If you want to glimpse the future of art, tag along one day with Cory Arcangel as he plows through the history of technology. Every few weeks Arcangel, a 25-year-old artist based in Brooklyn, spends a day trolling in Goodwill stores and junk shops for the sort of detritus that our society used to call high tech, like Nintendo NES videogame cartridges circa 1985. Then he takes them back to his studio for a little torture with a soldering iron.
When he's done, Super Mario isn't so super after all. Arcangel's artworks include Super Mario Clouds, a piece in the current Whitney Biennial that consists of a hacked Nintendo cartridge that projects only the blue sky and gently floating clouds that used to form the visual backdrop for the little Italian plumber's heroic antics. Another piece, called Naptime, shows Mario dreaming of psychedelic visions. Arcangel's I Shot Andy Warhol, currently on view at the Guggenheim, is the result of a hacked Hogan's Alley cartridge in which the Nintendo game's shooting gallery of snarling denizens has been replaced by Warhol, the Pope, the rap artist Flava Flav and the fried-chicken icon Colonel Sanders.
A continent away, holed up in his suburban Los Angeles house, Brian Burton is looking for his next project. Burton is a DJ who goes by the name Danger Mouse, and last winter he thought it would be cool to use Acid Pro, a $400 (U.S.) music-software package to mix The Black Album by the rapper Jay-Z with The White Album by the Beatles into a so-called mash-up. Working non-stop for two weeks, he produced The Grey Album, which quickly became one of the most sought after pieces of media on the Internet, with more than 100,000 copies downloaded on a single day in February.
Separated by thousands of miles and decades of technological advances, Arcangel and Burton are together at the forefront of a new kind of culture. Rather than creating something out of raw paints and canvas or chisels on untouched stone, or coaxing sounds from a musical instrument with their own hands, their preferred medium is premade art, prerecorded music, and other media that already exist.
"All culture is recombinant.
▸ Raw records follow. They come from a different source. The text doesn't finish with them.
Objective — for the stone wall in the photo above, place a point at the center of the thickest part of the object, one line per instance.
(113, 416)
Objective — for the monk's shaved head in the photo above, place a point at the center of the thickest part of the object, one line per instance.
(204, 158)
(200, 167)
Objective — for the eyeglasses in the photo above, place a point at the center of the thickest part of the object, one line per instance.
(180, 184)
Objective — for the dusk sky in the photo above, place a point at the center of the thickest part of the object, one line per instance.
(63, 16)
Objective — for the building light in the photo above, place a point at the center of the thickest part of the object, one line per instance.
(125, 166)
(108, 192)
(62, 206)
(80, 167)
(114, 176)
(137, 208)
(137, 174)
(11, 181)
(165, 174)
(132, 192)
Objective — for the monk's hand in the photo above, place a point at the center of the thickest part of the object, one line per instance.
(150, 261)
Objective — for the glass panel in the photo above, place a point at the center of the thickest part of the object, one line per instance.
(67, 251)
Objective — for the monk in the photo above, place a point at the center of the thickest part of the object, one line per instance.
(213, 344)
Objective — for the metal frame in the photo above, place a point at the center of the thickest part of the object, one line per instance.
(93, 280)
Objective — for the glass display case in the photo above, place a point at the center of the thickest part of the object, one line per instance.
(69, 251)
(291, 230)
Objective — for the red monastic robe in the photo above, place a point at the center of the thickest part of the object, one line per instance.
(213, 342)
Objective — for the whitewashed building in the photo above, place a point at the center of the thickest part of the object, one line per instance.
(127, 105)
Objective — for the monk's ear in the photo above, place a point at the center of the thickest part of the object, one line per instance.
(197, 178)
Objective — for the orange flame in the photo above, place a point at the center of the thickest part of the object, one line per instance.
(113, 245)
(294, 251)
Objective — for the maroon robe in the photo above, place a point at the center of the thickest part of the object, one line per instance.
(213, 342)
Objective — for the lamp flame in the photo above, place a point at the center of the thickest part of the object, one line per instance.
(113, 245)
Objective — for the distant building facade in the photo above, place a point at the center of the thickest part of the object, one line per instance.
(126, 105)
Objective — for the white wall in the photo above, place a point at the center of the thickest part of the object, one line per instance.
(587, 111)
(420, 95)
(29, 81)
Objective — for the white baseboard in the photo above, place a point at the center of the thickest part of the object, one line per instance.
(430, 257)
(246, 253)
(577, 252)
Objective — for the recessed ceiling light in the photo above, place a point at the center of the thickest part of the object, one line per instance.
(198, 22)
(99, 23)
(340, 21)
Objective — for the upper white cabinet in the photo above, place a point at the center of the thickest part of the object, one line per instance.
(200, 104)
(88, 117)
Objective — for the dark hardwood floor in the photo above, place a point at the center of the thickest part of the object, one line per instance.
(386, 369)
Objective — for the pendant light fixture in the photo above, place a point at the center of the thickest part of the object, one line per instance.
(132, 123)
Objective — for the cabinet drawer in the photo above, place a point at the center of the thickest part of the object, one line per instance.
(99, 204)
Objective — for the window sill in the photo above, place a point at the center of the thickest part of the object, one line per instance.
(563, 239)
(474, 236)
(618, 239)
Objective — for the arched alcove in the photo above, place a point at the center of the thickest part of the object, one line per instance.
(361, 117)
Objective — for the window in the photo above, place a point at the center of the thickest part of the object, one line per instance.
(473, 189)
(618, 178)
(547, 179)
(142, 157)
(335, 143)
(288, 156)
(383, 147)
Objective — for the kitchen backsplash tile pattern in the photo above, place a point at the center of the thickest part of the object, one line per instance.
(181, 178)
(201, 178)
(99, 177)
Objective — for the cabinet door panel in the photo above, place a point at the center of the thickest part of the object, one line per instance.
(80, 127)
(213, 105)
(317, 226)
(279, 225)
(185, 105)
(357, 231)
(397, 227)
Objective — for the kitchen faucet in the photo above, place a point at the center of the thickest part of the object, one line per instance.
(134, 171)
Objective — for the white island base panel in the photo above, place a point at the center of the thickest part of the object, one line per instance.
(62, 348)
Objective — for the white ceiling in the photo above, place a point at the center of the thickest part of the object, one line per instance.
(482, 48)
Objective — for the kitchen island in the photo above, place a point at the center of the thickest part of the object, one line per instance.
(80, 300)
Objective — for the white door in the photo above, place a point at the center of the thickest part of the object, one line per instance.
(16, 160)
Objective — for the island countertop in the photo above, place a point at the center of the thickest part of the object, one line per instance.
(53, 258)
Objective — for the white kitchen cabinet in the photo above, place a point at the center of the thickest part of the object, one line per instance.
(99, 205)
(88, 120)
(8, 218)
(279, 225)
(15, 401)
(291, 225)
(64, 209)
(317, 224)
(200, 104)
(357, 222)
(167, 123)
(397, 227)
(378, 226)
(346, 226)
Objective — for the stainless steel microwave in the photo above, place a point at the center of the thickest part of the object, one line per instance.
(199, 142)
All cultural works build themselves out of pieces of other works," says Siva Vaidhyanathan, director of the undergraduate program in communication studies at New York University. "This is what artists have been doing since we've had artists."
Shakespeare borrowed Danish and Scottish legends, Leonard Bernstein borrowed from Shakespeare, and Homer's story of Troy (which has now been made into a $175-million [U.S.] film without anyone in Hollywood cutting a cheque to Homer's descendants) was itself based on myth. Warhol and other pop artists appropriated commercial icons for their paintings. Musicians record cover versions of their favourite songs as tributes to their forebears.
The difference now is that artists professionals and amateurs alike are taking existing works and messing with their content and expression to create something new. If you want a name for the phenomenon, you could look at its insistence on the rights of the individual and call it democratic art, or focus on its wholesale limb-splicing and call it FrankenArt, in a nod to Mary Shelley's science-fiction horror story (which was, as it happens, based on the true story of a scientist living in Burg Frankenstein, but that may be neither here nor there).
Marcel Duchamp did something like this when he drew a mustache on a copy of the Mona Lisa. Last year, England's enfants terribles Jake and Dinos Chapman, to the horror of the art world, marked up Goya's Disasters of War prints with images of clown heads and puppy-dog heads. But most of the new art is being driven by the ability to reshape with technology.
"What we're seeing now is the expansion and extension of these habits through electronic means, and artists are making sure that the medium itself is part of the message," says Vaidhyanathan, whose new book The Anarchist in the Library grapples with how the Internet affects the struggle between oligarchy and anarchy.